= Unofficial mottos of Poland =

Poland has no official motto of the State, namely the one which is recognised as such by the Polish national law.

However, there are some common phrases which appear commonly on banners, flags and other symbols of the Polish State, or are considered commonly as the symbols of Poland.

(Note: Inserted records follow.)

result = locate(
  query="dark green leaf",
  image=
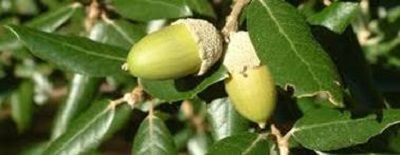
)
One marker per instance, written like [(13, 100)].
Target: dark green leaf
[(82, 90), (336, 17), (145, 10), (118, 33), (283, 41), (353, 67), (153, 138), (47, 22), (184, 88), (201, 7), (50, 21), (34, 149), (76, 54), (328, 129), (90, 129), (224, 120), (243, 144), (26, 7), (22, 105), (182, 137)]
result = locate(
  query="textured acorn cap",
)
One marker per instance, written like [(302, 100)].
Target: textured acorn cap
[(240, 54), (250, 85), (208, 40)]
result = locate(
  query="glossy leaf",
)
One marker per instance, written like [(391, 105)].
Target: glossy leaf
[(90, 129), (184, 88), (146, 10), (201, 7), (336, 17), (243, 144), (82, 90), (76, 54), (119, 33), (50, 21), (328, 129), (47, 22), (199, 144), (353, 68), (224, 120), (153, 138), (26, 7), (22, 105), (284, 42)]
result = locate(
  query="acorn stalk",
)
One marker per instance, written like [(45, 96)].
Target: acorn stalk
[(250, 85), (188, 46)]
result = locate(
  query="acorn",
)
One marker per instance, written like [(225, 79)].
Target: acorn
[(187, 46), (250, 85)]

- Jeszcze Polska nie zginęła ("Poland is not yet lost") – the first line of the Polish national anthem.
- Bóg, Honor, Ojczyzna ("God, Honor, Fatherland"): the most common phrase found on Polish military standards.
- Za wolność naszą i waszą ("For our freedom and yours"): Its history dates back to the times when Polish soldiers, exiled from the partitioned Poland, fought in the various independence movements throughout the world. .
- Żywią i bronią (ancient spelling: Żywią y bronią, "They Feed and Defend") found on the military standards of the Kościuszko Insurrection and Bataliony Chłopskie, a motto of the Polish patriotic peasant movement and peasant (people's) parties.
- Pro Fide, Lege et Rege ("For Faith, Law, and King"): motto of the Polish-Lithuanian Commonwealth during the 18th century and the Order of the White Eagle.
- Nic o nas, bez nas ("Nothing about us, without us"): Derives from the title of the Nihil novi Constitution of 1505, which established nobles' democracy in the Polish-Lithuanian Commonwealth. In a modern context, it can also signify frustration at Poland's fate being determined by foreign powers since the end of the 18th century. That is, the partitions and the Congress of Vienna, as well as, the Western Betrayal.
- Żeby Polska była Polską ("Let Poland be Poland"): a song written in 1976 by Jan Pietrzak. The song was regarded as an expression of the struggle against communist rule in Poland and support for the "Solidarity" movement in the 1980s. English translation of the title song is often quoted in various speeches. Queen Elizabeth II herself delivered this statement in Polish in a speech cementing the re-establishment of Anglo-Polish friendship after the end of communism.
- Nie ma wolności bez Solidarności ("There is no freedom without solidarity") – one of the mottos of the strikes of 1980 in Gdańsk and throughout Poland, subsequently taken over by the Solidarność (Solidarity) Independent Self-Governing Trade Union, and Solidarity social movement.